To give you a sense of how drastic and large this is, I was able to zfind a picture from 5 years ago featuring the Nipsey Hustle piece, which fits in the door now covered by most of the “R” above.

I happened to get the shot just in time to get info about the person who’d passed away. Cypress was a longtime Baltimore graffiti artist, who’d just moved to Pittsburgh. He would tag as “Barks.” No one knows who did it—I’d imagine it had to have happened somewhere between 3 and 4am. 

We take a certain type of stasis for granted, when the reality is much more complicated.
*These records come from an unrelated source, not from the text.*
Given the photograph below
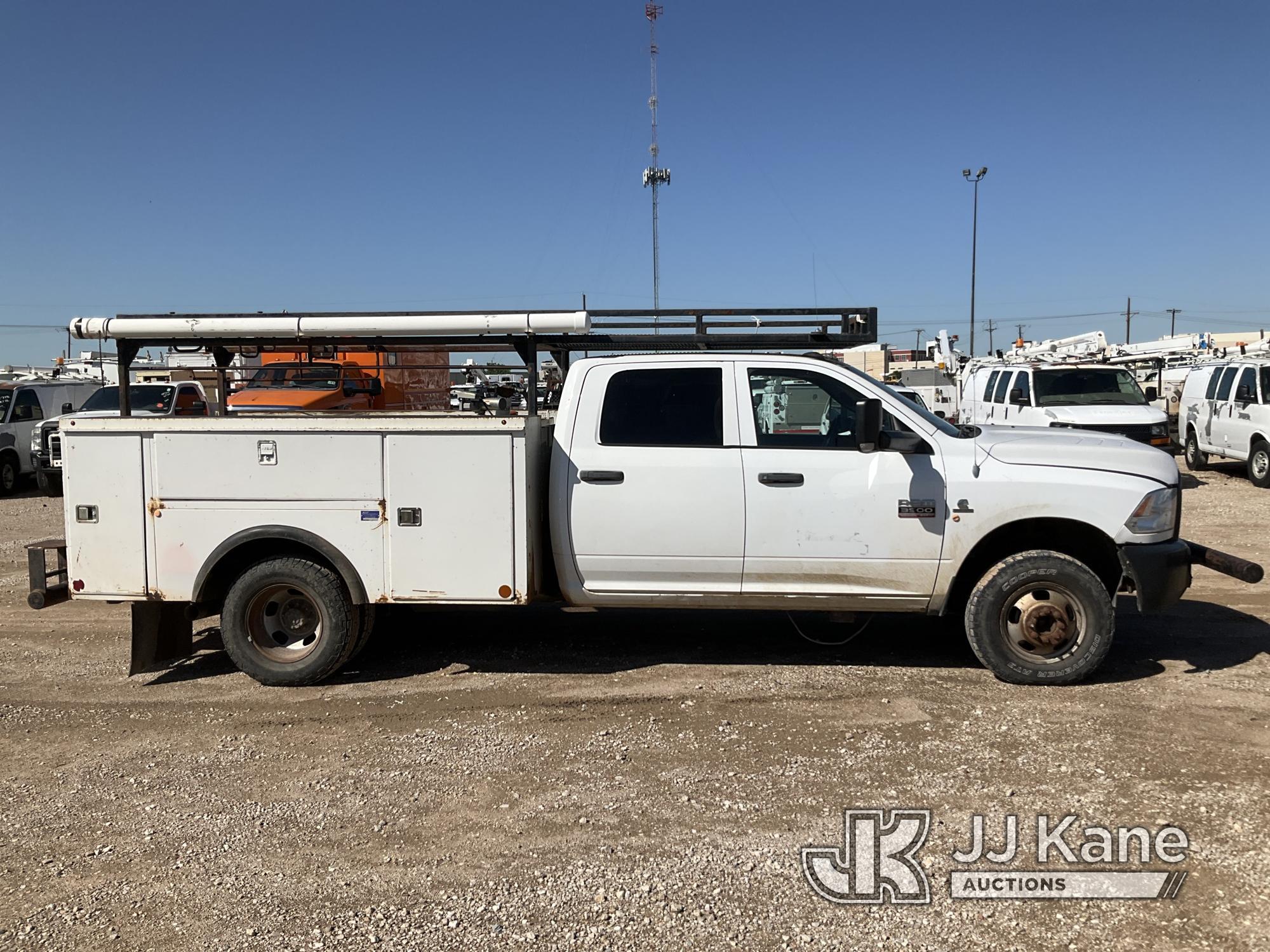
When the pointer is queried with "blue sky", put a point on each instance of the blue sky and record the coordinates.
(396, 155)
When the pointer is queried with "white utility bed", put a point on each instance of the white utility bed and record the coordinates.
(424, 507)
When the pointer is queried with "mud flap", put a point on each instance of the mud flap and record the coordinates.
(162, 634)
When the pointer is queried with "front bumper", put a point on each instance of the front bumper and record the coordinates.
(1160, 573)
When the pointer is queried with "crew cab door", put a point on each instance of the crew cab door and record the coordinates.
(822, 519)
(656, 496)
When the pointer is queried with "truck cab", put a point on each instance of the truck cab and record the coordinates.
(185, 399)
(308, 387)
(1226, 412)
(23, 407)
(1089, 397)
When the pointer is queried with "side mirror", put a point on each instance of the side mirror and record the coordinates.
(868, 426)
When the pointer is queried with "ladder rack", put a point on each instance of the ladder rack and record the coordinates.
(604, 331)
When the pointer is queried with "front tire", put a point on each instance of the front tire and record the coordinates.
(1041, 618)
(289, 623)
(1259, 464)
(1197, 459)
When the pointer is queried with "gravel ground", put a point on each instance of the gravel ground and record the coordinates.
(533, 779)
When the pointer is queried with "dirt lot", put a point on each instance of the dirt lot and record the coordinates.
(545, 780)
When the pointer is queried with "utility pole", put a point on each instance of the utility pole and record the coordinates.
(1128, 317)
(975, 241)
(653, 175)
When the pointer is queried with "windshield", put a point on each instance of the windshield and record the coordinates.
(302, 376)
(1086, 387)
(148, 398)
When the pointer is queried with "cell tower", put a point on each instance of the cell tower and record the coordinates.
(653, 175)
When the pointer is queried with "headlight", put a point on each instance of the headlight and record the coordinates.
(1158, 512)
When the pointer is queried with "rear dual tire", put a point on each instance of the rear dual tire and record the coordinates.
(290, 623)
(1041, 618)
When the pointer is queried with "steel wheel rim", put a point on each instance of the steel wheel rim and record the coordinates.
(285, 623)
(1043, 624)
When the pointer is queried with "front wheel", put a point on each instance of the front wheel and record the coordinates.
(1259, 464)
(290, 623)
(1041, 618)
(1197, 459)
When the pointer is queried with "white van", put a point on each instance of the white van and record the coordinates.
(1092, 397)
(1226, 412)
(23, 404)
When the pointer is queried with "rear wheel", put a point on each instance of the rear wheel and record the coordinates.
(49, 484)
(1196, 458)
(1041, 618)
(290, 623)
(11, 472)
(1259, 464)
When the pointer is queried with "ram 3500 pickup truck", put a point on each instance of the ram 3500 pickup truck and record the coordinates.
(763, 482)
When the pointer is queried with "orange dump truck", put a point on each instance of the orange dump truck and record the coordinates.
(398, 379)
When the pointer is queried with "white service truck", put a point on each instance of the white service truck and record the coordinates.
(702, 479)
(1226, 412)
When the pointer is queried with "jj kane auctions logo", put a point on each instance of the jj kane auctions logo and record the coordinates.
(878, 861)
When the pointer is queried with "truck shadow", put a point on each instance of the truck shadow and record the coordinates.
(549, 642)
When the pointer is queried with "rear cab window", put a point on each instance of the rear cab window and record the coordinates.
(1003, 388)
(1224, 389)
(680, 407)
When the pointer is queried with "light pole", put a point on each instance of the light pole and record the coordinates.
(975, 241)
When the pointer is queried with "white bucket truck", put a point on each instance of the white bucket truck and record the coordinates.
(694, 479)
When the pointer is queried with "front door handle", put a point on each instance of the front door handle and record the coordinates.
(782, 479)
(603, 477)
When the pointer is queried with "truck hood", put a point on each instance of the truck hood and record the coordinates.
(1106, 414)
(1041, 446)
(274, 398)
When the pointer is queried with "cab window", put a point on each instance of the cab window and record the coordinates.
(1213, 380)
(1003, 388)
(680, 407)
(1023, 385)
(1248, 379)
(26, 407)
(993, 380)
(1224, 389)
(186, 400)
(796, 408)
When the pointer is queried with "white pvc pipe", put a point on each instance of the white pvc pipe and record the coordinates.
(191, 328)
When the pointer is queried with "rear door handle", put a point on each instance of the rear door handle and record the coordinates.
(782, 479)
(601, 477)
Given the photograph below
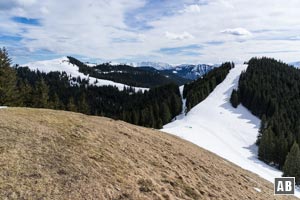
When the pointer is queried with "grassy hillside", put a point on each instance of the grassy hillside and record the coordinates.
(48, 154)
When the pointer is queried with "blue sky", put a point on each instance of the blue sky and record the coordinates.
(181, 31)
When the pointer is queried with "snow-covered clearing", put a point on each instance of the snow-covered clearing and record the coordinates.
(218, 127)
(63, 64)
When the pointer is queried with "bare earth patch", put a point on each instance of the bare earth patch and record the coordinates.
(46, 154)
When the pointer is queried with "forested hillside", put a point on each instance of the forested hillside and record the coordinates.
(23, 87)
(270, 89)
(198, 90)
(133, 76)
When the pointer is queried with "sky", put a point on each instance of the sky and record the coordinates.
(175, 32)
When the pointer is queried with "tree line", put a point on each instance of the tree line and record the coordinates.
(270, 89)
(198, 90)
(121, 73)
(19, 86)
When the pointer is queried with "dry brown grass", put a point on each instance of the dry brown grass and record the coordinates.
(47, 154)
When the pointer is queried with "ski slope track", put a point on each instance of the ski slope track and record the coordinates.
(63, 64)
(230, 133)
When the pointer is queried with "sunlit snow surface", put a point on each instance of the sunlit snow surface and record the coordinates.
(218, 127)
(63, 64)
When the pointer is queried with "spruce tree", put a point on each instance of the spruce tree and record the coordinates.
(41, 94)
(165, 113)
(234, 99)
(266, 147)
(291, 166)
(7, 80)
(71, 105)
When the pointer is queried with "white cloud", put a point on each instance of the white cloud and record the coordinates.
(194, 8)
(88, 28)
(237, 31)
(183, 36)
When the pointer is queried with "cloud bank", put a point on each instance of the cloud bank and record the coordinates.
(151, 30)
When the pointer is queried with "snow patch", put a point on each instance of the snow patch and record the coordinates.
(63, 64)
(231, 133)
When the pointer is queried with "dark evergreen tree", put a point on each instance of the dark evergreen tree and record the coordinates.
(234, 99)
(7, 80)
(266, 147)
(41, 94)
(291, 166)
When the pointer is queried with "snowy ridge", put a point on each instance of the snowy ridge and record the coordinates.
(63, 64)
(230, 133)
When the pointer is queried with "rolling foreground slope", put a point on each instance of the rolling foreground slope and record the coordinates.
(218, 127)
(49, 154)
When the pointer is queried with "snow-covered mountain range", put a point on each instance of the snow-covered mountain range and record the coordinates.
(295, 64)
(218, 127)
(63, 65)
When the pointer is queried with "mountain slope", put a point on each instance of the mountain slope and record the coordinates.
(190, 72)
(48, 154)
(216, 126)
(63, 64)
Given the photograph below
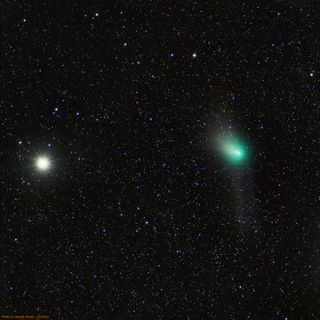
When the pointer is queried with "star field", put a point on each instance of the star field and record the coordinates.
(160, 160)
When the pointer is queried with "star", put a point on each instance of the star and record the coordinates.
(43, 163)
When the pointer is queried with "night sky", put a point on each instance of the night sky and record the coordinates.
(160, 159)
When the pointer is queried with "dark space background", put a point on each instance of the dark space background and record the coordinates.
(138, 218)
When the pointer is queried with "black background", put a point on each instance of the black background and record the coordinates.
(138, 218)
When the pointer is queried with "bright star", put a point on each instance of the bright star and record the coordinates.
(43, 163)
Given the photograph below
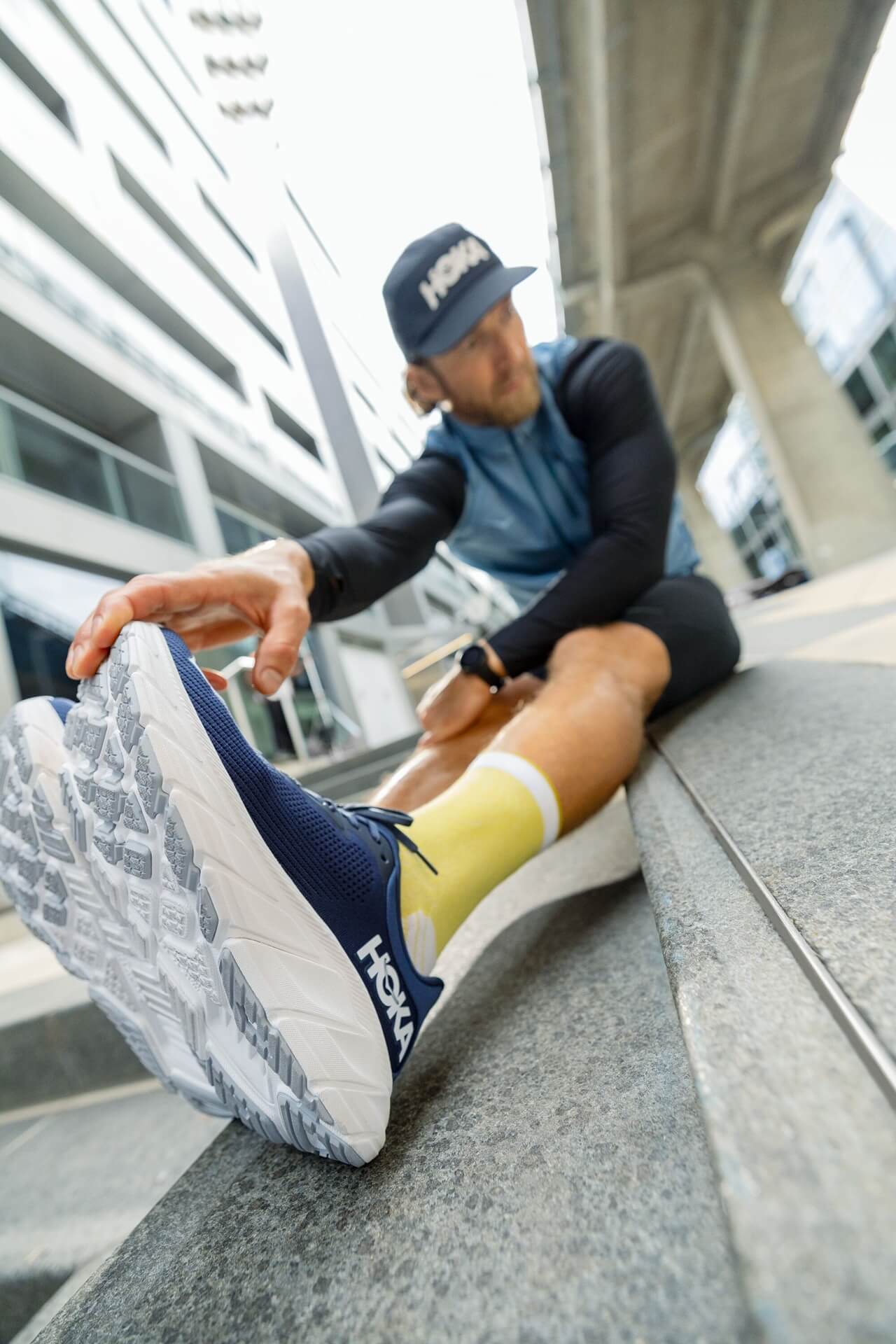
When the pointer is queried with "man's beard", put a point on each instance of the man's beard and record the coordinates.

Change is always bubbling just beneath the surface, until the moment it comes up for air.

…..

I noted in one of the last two issues that this season is one of transition. Four or so years ago I began to think about how to segue into this stage of life a bit differently. I committed to taking on projects that would hold my interest, that would be just outside of my capacity to execute, would build on the work I’ve already done, and would open possibilities for myself and others. Finally, they would have to be projects that would take no more than four or five years to complete. I know myself enough to know that I do have the capacity to work on projects for longer than four or five years—like this third book!—but I am also familiar enough with the aging process to know that even though my sixty isn’t likely to be the normal sixty, my sixty isn’t going to be my 50 or 40. 

The major projects I worked on have been the Sawyer Seminar, of which the Looking Rights exhibition is a part…the Racism in Political Science project, of which the Hopkins Racial Politics Summer School is a part…and then the governance work I’ve done at Hopkins. When the Sawyer Seminar ends this Thursday with the conclusion of Looking Rights, I’ll have concluded all of them. Not the way I’d conceived of them, but in a way that can lead to future work. We haven’t even begun to think about spin-offs from the Sawyer Seminar project but they’re there. I don’t know how many times I’ve been asked, given my photography, about my own show…but I now can see how that would work. 

The next four or five years aren’t crystal clear now, but I have enough faith in what I’ve done to know that the projects that will emerge will come soon enough. But while those projects percolate, I have a chance to finish my writing. I’ve reached a point where I know what books I want to have completed when everything is said and done. If I’m lucky I can do more than that, but I know I don’t want to do less than that. With all of this done, with no more meetings to coordinate for a while, I can get to them. I figure two more stages, and it’s a wrap in one way or another.

If you’re around by any chance we’re having a party commemorating not just the last day of the show, but the last event of this stage. Thursday evening at 709 N. Howard. From about 6pm until I don’t feel like playing music anymore. Many of you have been on this journey with me. Come celebrate with me.